ピスターシュも鼻水をスンスン言わせて泣いているし、コハルと良い姉弟関係になってきた事も嬉しい。

「もう、泣かないの。お土産持って帰ってくるからね」
「ふぁふぁう、ふぁふぁうー……」
「ピピィー……」

 重たいけど、肩にリュックサックを掛け、二人を抱っこして、コハルの部屋を出て居間に行くと、ルーファスの足にスクルードがガッシリ掴まっていた。こちらもお兄さんとは言え、小さな子供。コハルとピスターシュが私に来てたから、ルーファスの方に行っちゃったのかな?
 ルーファスが少し眉を下げて笑い、ハガネがコハルとピスターシュをグリグリと撫でまわす。

「アカリ、三人共俺に任せとけって。コハルもピィ助も泣くな。スーもな」

 ハガネが私からコハルとピスターシュを受け取り、私の方を見上げて泣きべそをかいているスクルードに小さく笑う。
私は床に膝を下ろして、スクルードに手を広げると、顔をくしゃくしゃにさせて飛び込んできた。
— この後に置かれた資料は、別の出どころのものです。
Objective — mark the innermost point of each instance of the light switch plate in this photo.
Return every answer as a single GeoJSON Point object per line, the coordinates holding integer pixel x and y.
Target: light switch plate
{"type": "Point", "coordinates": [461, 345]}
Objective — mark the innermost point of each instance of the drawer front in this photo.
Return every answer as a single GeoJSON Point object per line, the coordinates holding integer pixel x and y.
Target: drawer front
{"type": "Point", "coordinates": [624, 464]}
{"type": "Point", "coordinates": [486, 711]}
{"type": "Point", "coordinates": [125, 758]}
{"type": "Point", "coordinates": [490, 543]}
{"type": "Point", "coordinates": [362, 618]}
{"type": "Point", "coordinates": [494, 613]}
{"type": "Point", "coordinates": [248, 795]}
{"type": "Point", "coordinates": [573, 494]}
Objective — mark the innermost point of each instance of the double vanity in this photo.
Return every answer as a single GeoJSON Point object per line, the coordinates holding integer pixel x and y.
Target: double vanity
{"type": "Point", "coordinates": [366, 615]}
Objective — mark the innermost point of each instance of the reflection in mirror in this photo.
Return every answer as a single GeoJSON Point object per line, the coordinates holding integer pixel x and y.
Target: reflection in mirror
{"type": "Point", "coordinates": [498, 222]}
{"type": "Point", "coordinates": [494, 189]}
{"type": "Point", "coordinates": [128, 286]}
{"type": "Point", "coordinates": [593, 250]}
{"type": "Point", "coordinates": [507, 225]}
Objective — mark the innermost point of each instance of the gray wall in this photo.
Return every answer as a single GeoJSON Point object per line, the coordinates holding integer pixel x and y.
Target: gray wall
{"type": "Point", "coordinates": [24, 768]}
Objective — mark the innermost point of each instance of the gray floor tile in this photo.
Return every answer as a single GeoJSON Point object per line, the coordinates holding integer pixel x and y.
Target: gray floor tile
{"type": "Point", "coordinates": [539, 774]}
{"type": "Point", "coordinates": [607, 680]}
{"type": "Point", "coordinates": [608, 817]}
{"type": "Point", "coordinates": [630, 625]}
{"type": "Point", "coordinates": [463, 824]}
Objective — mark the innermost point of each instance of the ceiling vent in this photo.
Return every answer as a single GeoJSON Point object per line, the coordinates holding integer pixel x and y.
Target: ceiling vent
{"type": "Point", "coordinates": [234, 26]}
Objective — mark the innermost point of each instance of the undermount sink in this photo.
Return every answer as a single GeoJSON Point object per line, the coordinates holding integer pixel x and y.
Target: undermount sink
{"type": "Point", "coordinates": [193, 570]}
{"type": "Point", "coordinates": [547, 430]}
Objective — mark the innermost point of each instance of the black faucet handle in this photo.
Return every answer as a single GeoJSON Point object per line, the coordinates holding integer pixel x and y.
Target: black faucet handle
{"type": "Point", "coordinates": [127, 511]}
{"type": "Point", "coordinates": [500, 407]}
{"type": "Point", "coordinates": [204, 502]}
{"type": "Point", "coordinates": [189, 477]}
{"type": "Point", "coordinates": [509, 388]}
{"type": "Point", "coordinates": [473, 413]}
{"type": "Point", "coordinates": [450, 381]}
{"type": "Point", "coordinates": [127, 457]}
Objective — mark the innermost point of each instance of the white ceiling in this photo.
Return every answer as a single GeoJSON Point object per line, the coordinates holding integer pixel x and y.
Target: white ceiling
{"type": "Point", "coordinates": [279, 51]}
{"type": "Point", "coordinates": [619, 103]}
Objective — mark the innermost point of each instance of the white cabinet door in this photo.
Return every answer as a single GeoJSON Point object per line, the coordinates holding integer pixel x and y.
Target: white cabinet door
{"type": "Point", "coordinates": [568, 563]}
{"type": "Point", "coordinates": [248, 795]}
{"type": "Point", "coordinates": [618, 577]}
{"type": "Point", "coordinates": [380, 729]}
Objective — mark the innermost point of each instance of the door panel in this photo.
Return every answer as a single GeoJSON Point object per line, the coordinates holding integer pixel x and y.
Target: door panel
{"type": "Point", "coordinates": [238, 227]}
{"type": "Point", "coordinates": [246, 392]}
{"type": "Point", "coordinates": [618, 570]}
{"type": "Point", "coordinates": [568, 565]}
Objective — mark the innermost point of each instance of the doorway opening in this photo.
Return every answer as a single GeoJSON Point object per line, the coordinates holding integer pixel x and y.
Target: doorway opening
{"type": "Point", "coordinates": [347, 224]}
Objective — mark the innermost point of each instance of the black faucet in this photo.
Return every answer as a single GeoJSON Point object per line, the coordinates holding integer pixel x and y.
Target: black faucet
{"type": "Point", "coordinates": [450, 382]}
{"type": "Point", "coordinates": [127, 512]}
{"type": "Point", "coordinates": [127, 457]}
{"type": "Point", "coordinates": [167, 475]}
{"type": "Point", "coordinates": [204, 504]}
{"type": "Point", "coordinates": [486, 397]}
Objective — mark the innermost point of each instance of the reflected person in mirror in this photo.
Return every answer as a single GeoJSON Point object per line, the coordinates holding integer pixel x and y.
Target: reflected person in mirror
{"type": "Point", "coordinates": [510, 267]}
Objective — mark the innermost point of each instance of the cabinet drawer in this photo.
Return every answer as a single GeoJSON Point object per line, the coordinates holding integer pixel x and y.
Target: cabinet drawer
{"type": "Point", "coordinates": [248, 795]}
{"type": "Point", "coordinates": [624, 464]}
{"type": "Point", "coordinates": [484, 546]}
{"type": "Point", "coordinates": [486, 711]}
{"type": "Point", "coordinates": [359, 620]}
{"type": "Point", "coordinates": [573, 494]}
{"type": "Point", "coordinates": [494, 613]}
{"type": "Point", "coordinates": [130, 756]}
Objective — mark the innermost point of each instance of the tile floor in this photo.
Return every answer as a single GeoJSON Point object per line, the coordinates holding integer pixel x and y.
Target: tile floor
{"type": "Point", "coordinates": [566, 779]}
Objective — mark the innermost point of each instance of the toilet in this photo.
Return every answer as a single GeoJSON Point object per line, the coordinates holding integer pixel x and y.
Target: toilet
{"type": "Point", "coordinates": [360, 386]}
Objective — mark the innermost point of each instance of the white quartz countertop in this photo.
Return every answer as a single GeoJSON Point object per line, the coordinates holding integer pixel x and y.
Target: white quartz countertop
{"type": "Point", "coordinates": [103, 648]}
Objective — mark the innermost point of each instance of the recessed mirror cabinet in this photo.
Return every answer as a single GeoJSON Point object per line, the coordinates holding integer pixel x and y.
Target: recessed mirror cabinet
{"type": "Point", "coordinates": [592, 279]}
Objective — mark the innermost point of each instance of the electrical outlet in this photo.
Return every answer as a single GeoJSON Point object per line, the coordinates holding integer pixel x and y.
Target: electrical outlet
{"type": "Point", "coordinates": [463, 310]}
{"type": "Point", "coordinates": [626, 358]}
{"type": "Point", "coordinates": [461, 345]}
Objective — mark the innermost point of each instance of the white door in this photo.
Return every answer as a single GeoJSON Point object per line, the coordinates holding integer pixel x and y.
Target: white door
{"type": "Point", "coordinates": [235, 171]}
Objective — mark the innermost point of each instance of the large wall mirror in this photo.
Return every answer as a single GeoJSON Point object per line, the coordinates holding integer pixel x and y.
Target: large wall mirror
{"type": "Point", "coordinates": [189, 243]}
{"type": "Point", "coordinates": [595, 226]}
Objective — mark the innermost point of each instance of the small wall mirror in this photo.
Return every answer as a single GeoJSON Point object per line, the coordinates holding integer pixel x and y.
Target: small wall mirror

「ははうー、どこいくぅー……ここいるの! いっちゃダメなのー」
「スーちゃん。ごめんね。皆がピリピリしてるから怖いんだよね? 大丈夫だよ。直ぐに帰ってくるからね」
「ううー、ははうーが、ここにいるの!」

 首を左右に振って、スクルードがこんな風に我を通す事は滅多に無いから、きっと私が心の中で竜人を怖がって、脅えている事が伝わってしまっていたのかもしれない。
私の心の弱さが、子供達を不安にさせているのかも……
 
「スーちゃん。母上は大丈夫だよ。スーちゃんや、コハルやピスターシュがお家で待っていてくれたら、怖いものなんか何にもない。母上、頑張るからね。スーちゃん、コハルとピスターシュの事を、お願いしていい?」
「うー……わかた……。でも、すぐかえるの!」
「うん。約束するよ。母上はスーちゃんの所へ、直ぐに帰って来るから、スーちゃんはここで妹と弟を守ってあげてね」
「わかたー!」

 怖がりな私はもう捨てなきゃいけない。過去を乗り越えて、子供達の為にも強くならないとね。剣だって、私は包丁を持てるようになったのだから、竜人だって乗り越えられる。
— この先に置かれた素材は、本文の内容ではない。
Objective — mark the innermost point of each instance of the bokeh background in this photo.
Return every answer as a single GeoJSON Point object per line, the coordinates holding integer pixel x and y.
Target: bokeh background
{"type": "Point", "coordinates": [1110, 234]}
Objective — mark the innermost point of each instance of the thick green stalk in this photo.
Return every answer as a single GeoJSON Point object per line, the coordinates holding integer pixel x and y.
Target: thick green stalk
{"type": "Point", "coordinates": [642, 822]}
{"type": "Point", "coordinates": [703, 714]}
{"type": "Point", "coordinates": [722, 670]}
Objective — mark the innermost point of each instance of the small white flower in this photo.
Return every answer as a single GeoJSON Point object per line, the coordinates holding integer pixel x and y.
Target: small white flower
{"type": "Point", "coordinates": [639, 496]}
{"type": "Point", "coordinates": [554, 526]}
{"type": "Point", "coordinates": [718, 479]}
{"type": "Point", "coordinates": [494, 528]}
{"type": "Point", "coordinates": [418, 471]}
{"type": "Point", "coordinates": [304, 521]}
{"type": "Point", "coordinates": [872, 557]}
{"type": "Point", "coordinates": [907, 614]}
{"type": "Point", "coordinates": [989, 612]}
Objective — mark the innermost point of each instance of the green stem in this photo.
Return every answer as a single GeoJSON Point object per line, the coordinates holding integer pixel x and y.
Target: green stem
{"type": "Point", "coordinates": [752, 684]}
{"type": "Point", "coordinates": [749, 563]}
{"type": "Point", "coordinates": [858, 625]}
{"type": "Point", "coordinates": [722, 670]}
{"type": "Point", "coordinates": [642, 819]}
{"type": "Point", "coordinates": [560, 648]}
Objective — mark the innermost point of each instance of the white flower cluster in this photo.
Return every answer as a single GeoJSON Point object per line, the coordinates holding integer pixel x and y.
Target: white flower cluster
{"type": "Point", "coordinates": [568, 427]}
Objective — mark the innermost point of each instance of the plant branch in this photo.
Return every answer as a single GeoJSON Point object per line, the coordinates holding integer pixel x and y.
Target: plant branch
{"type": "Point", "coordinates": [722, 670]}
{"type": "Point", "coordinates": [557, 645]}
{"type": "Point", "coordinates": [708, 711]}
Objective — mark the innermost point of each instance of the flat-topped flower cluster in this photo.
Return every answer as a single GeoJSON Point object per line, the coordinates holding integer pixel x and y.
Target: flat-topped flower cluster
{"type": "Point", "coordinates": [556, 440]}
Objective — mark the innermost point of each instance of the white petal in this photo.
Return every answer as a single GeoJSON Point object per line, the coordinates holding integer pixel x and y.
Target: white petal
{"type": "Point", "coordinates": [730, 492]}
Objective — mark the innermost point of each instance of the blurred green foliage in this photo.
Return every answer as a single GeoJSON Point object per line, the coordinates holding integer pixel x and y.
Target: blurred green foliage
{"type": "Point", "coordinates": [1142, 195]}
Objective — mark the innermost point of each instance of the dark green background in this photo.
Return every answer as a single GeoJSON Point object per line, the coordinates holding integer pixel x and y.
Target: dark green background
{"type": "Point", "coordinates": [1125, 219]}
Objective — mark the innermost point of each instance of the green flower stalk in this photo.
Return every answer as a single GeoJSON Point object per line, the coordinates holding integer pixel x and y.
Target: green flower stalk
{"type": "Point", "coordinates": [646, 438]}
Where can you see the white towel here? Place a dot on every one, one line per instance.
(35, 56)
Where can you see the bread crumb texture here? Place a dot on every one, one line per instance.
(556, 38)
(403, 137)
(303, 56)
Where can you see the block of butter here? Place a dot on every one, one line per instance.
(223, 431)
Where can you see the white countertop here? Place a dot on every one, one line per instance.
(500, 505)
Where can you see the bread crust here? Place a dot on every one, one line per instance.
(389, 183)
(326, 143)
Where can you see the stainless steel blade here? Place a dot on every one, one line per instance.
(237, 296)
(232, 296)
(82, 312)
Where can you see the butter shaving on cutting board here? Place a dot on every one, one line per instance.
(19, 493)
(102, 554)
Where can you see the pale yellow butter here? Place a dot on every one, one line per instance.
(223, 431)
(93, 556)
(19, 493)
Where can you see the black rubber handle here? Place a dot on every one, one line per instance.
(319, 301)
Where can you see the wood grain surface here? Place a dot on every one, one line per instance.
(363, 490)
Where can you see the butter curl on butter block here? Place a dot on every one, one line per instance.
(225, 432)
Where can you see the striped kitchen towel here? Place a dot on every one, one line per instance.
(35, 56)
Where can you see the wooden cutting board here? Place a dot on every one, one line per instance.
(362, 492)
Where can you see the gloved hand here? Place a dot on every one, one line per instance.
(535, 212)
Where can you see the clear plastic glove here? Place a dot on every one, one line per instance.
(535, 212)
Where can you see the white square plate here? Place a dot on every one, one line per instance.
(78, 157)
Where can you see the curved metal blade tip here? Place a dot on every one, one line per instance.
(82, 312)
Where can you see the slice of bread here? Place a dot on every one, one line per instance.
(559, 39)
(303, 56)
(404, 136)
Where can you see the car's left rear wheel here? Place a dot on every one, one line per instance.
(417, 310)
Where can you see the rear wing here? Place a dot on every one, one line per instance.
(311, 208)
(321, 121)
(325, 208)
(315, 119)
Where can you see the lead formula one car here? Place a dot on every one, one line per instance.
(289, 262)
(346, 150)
 ルーファスに「そろそろ行こう」と手を差し伸べられて、スクルードの額にキスを落とし、コハルとピスターシュの頬にそれぞれキスをしていく。

「それじゃあ、母上と父上の居ない間は、スーちゃんに任せました! ハガネもお願いね!」
「わかたー! いってらしゃー!」
「おう。任せとけ。無茶だけはすんなよ? 何かあったら直ぐにリューに言えよ。駆け付けるからな」
「その時は、頼りにしてます! じゃあ、いってきます!」

 ハガネの腕の中でコハルとピスターシュが泣いていたけど、笑顔で私達は手を振って出掛けて行った。